In the end, it all came down to the role of the federal courts. Despite "horrifying torture allegations" Chief Judge Thomas Hogan dismissed claims yesterday by former Afghani and Iraqi prisoners, who sought to hold high level military officials (including former Defense Secretary Donald Rumsfeld) responsible for alleged torture during their detention by U.S. forces.
Hogan had made his skepticism clear during oral arguments in December. Yesterday, he reaffirmed the "inescapable conclusion" that "the Constitution's reach is not so expansive that it encompasses these nonresident aliens who were injured extraterritorially while detained by the military in foreign countries where the United States is engaged in wars."

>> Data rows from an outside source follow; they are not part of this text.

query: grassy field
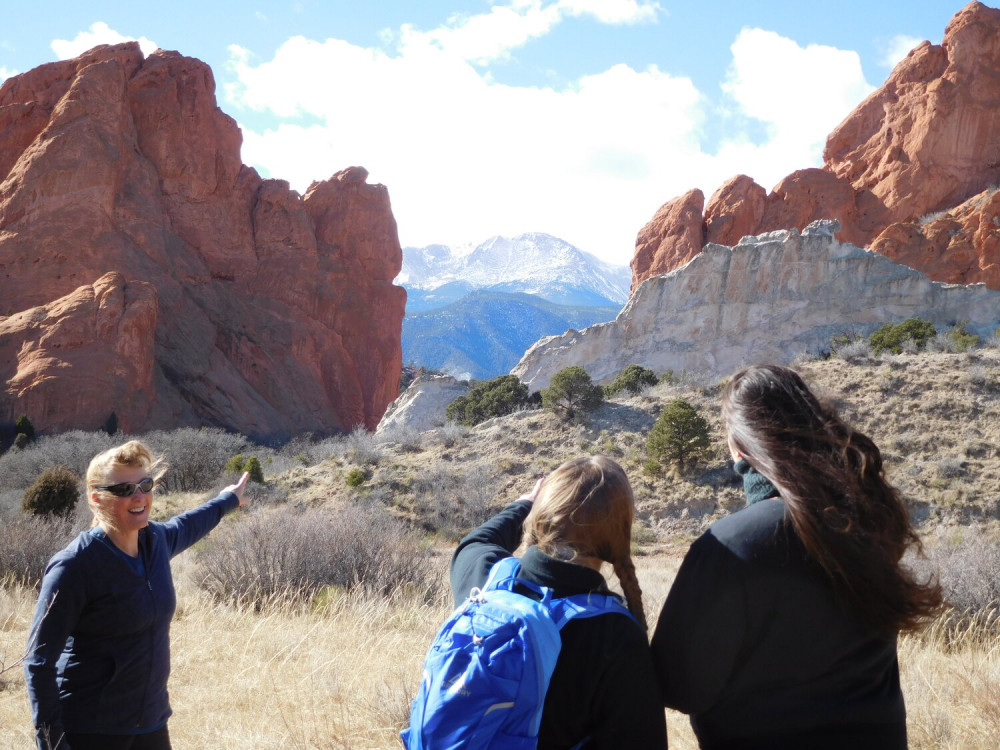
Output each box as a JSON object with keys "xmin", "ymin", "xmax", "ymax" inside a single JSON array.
[
  {"xmin": 2, "ymin": 550, "xmax": 998, "ymax": 748},
  {"xmin": 2, "ymin": 348, "xmax": 999, "ymax": 747}
]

Hogan said that even though the Supreme Court found that the Guantanamo Bay detainees were within the federal court's jurisdiction, that decision did not apply to these plaintiffs. The reason: because the high court's decision was only looking at the detainees' right to file a habeas petition, not their broader constitutional right to sue in U.S. courts.
The 58-page opinion also made clear that taking on such a case would force the judiciary to cross a clear boundary best reserved for other branches of government. A "legal determination invariably would place the Court in the position of inquiring in to the propriety of specific interrogation techniques...It is at this point of divergence that the judiciary most risks intruding into military and foreign affairs."
At least there's one thing Rummy can smile about.